彼女は俺を哀れんでいただろうか。それとも、少しでも嬉しいと思ってくれたのだろうか。色々な思いを巡らせながら、親指の先で涙を拭ってやる。それから、髪の毛を優しく撫でてやった。
「だから、命を賭けてもいいと思ったんだ」
潤んだ瞳が一瞬ほど大きく見開いた。逃げるように視線をそらして、それから、恐る恐るといった風に俺の顔を見つめてきた。真っ白な歯は可哀想なくらい下唇に食い込んでいる。
「……バカ」
今にも消え入りそうな声だった。それは恥ずかしがっているようにも、怒っているようにも聞こえた。きっと、どちらも正解なのだろう。いろんな感情があふれ出して、自分でも何が何だか解らなくなって、一番素直な気持ちが口をついて出たのだ。
「バカってお前なぁ」
「バカだよ……私の為に命を投げ出すような事して」
「だからそれは」
「助かったって、シオンがいなくちゃ意味無いじゃないか!」
吃驚するような大声だった。自分でも驚いたのだろう。目をパチクリさせながら、視線を彷徨わせた彼女はついに俯いてしまった。

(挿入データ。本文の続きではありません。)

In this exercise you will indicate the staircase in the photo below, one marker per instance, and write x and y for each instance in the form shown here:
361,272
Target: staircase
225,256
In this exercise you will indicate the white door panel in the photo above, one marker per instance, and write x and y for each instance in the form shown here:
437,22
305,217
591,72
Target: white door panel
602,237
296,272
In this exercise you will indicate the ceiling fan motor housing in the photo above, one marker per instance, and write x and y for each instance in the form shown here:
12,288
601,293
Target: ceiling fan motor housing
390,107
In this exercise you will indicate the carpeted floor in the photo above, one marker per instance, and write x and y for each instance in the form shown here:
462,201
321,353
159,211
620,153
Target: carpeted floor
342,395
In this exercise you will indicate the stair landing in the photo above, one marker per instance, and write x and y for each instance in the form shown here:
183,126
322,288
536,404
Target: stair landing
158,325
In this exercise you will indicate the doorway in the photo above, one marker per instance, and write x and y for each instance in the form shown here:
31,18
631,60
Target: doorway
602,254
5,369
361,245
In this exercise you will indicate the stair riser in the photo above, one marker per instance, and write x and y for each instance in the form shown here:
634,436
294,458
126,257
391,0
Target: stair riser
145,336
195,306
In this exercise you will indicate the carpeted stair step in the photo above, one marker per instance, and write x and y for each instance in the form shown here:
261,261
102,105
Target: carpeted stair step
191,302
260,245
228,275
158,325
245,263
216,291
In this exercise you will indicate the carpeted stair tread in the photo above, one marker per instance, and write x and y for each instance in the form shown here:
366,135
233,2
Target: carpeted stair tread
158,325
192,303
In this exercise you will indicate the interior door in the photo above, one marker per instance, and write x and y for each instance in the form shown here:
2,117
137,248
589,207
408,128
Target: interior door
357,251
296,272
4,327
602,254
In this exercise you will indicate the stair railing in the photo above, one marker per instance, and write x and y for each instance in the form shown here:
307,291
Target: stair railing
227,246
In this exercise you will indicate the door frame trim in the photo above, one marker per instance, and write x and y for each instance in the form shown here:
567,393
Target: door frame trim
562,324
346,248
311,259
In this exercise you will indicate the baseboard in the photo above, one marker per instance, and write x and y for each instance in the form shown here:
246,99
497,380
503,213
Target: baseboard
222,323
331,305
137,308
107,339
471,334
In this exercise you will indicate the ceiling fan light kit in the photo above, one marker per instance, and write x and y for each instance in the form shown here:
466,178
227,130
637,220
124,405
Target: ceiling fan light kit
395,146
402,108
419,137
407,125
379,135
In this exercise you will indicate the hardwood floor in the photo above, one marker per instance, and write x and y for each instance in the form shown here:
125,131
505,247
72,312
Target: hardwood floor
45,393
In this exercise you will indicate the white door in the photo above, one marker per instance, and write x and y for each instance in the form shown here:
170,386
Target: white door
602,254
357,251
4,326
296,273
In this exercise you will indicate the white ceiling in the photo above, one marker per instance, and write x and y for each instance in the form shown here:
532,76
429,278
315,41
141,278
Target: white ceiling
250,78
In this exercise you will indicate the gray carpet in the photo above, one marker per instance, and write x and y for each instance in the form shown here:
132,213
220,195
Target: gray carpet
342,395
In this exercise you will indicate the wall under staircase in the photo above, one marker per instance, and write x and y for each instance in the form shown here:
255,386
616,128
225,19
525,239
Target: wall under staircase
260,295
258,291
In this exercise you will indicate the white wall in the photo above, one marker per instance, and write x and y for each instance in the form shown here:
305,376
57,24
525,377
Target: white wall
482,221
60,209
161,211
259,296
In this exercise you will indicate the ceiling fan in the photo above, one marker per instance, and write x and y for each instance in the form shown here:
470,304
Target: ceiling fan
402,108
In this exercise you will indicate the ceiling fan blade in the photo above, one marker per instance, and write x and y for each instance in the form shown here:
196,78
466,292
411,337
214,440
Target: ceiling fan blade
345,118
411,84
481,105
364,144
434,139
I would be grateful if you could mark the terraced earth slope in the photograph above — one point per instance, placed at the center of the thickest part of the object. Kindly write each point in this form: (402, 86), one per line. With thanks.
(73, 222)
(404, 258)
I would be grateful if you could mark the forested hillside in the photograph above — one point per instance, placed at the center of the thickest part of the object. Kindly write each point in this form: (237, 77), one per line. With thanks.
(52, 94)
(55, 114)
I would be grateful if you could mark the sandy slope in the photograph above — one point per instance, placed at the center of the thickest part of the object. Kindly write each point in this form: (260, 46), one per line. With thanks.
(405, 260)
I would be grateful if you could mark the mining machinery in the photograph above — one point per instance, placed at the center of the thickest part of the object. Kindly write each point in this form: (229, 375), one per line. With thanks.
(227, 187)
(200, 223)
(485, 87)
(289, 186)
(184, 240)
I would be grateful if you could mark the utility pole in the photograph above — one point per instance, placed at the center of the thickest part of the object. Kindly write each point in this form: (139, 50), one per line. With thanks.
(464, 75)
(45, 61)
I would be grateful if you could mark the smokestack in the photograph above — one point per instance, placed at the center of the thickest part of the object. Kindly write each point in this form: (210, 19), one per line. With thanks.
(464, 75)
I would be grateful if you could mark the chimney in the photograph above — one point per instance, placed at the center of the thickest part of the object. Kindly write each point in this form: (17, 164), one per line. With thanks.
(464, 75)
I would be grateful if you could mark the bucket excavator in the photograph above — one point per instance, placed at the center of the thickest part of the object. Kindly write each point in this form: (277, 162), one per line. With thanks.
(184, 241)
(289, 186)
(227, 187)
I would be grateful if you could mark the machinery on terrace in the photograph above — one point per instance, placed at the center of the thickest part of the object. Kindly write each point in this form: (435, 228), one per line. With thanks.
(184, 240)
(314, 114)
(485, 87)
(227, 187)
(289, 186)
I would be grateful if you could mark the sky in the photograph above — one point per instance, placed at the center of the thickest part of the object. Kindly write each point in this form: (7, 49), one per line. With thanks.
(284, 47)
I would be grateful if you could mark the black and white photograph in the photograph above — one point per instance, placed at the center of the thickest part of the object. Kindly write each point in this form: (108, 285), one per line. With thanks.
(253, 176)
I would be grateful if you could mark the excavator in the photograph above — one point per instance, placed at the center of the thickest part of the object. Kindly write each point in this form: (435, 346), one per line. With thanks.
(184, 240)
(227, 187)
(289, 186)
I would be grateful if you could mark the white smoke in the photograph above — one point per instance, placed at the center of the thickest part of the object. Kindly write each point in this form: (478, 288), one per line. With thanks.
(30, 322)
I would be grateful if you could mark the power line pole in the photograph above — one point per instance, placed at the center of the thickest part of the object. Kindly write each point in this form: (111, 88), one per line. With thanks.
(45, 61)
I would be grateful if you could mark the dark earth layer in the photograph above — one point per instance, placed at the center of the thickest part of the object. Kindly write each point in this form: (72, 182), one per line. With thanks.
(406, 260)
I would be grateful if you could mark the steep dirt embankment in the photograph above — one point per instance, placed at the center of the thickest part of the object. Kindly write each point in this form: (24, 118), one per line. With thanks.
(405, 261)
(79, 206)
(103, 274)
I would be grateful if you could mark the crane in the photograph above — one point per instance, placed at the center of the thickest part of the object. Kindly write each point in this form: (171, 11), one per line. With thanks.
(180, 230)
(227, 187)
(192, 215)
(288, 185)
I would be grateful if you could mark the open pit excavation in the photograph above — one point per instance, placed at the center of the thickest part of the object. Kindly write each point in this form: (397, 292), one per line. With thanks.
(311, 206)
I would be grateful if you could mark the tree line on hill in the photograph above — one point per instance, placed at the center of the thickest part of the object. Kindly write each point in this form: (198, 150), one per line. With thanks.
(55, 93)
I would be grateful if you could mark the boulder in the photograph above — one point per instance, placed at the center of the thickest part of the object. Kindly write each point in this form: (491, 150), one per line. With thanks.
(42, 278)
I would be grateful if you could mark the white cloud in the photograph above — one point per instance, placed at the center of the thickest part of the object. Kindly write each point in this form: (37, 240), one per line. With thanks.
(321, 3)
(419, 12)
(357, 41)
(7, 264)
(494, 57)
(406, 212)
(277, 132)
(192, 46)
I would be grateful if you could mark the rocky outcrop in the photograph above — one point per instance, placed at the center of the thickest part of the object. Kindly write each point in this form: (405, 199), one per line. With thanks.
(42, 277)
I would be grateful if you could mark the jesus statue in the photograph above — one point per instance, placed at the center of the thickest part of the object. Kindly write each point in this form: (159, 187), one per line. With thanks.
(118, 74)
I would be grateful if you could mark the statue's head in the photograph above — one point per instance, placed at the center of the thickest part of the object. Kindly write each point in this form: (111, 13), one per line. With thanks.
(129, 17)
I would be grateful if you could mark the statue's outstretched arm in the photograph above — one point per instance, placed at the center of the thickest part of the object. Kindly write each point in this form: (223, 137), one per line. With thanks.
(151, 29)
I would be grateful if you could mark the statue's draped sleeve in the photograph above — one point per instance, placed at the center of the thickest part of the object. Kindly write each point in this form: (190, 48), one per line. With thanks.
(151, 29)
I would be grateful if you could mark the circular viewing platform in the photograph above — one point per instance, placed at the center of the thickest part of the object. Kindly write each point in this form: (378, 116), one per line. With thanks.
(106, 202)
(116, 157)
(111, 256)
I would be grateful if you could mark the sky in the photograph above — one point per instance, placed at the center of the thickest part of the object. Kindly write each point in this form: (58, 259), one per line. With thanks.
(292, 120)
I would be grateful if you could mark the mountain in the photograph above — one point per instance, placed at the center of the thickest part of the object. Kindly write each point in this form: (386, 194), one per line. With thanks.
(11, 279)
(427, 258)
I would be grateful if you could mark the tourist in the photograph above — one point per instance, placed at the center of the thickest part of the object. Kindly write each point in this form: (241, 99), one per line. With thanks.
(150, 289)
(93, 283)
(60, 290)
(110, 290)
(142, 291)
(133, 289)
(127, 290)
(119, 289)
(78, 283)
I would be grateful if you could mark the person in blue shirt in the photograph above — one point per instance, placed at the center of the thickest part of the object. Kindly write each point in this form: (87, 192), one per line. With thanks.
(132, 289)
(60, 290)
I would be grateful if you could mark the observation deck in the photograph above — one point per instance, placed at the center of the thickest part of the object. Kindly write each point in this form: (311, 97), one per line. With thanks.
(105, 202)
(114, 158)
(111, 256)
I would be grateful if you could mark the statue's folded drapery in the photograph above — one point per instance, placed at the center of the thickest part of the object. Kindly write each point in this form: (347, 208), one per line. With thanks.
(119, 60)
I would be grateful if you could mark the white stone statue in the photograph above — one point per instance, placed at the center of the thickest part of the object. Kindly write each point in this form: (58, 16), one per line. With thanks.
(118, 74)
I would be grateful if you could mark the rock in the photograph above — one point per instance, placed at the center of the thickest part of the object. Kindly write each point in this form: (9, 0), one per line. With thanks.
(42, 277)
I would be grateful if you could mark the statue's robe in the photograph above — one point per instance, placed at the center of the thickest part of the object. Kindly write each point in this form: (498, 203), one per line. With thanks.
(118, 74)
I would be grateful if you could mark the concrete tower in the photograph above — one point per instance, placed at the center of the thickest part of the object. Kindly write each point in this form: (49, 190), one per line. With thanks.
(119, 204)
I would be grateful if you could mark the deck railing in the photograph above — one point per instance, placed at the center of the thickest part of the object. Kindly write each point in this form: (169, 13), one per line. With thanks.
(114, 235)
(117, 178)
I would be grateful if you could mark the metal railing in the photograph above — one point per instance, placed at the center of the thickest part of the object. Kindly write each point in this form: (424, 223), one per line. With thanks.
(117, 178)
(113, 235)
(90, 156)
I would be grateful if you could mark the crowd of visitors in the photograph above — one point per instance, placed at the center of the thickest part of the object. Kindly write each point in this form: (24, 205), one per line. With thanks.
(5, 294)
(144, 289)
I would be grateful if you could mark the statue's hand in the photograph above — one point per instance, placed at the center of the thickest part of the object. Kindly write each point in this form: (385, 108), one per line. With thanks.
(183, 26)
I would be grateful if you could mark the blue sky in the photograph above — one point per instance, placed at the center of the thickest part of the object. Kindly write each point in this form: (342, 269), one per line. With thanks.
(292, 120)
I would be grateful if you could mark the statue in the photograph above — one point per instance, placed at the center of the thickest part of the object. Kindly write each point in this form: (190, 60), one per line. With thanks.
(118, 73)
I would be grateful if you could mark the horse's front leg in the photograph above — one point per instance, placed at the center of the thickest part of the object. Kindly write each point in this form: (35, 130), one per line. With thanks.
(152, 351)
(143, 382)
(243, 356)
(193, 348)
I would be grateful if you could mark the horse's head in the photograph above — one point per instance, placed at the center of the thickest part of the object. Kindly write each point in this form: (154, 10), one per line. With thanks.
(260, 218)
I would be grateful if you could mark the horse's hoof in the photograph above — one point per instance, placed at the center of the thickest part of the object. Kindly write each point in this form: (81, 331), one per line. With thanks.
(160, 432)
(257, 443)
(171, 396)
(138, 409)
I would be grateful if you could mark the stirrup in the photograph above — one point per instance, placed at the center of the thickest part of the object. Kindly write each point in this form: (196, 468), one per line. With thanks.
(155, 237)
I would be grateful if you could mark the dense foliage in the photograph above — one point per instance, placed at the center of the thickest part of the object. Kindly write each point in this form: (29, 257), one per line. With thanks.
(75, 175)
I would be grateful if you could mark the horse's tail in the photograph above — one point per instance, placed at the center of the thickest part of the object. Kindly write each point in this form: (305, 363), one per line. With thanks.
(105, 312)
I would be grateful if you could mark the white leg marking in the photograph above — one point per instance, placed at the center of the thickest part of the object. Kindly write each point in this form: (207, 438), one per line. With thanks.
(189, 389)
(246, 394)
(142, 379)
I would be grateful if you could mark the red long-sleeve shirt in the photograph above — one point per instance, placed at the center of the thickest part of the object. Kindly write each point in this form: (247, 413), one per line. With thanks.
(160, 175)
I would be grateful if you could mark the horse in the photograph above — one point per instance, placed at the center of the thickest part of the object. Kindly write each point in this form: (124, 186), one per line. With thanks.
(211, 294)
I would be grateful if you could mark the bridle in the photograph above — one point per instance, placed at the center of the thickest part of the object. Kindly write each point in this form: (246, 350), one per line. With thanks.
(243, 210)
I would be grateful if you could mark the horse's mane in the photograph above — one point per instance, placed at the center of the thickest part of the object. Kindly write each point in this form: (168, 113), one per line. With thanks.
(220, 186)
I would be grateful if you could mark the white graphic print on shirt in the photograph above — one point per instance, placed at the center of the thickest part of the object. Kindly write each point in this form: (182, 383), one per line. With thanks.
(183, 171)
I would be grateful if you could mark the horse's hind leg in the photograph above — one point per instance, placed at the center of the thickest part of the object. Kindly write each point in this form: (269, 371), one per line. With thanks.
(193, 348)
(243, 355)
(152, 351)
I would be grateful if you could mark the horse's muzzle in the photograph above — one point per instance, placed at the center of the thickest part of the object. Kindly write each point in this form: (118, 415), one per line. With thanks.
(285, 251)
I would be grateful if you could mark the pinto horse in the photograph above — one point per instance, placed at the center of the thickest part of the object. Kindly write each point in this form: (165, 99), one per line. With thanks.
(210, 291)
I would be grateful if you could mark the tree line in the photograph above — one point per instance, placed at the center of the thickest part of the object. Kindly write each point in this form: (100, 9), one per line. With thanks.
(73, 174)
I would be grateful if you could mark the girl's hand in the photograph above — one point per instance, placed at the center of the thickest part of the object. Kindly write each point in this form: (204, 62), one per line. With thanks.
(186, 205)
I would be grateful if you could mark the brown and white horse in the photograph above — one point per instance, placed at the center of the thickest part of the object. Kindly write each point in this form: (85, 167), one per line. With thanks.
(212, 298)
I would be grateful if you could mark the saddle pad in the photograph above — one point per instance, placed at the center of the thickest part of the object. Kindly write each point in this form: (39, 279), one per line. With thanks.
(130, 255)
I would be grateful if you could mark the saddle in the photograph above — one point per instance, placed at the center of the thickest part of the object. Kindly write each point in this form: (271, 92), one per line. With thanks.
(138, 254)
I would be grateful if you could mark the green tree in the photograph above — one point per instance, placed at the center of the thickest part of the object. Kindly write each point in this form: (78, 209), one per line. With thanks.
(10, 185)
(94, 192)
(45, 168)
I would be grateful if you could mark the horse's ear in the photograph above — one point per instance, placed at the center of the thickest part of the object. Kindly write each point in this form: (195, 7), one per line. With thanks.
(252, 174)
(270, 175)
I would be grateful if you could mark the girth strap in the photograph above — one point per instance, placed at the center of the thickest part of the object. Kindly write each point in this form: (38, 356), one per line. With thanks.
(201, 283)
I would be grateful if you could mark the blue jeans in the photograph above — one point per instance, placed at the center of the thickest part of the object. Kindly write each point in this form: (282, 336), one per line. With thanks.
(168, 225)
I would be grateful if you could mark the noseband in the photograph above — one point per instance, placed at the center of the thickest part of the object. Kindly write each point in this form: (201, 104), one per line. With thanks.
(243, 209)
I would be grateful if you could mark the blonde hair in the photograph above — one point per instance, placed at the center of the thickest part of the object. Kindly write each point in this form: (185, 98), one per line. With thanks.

どうしようかと迷ったあげく、髪の毛をそっと撫でてやった。その手を背中まで滑らせ、自分の方へと優しく抱き寄せる。だけれど、彼女は動こうとはしなかった。握りしめた両手を胸のあたりに置いて、上目遣いで俺を見つめるだけ。気のせいか、頬はほんのりと上気している。先ほどの興奮が残っているのか、それとも恥ずかしがっているのか。いずれにせよ、こいつが嫌がる事を強いるつもりはなかったし、そうまでして抱きしめたくもなかった。代わりに、青い髪をくしゃっと撫でてやる。怒られるのを覚悟で、余計な二言を付け加えてやった。
「いやだい。お前を死なせでもしたら、死んでも死にきれないだろうが」
唇を固く結んだイリアは、それでも、どこか穏やかそうな顔をしていた。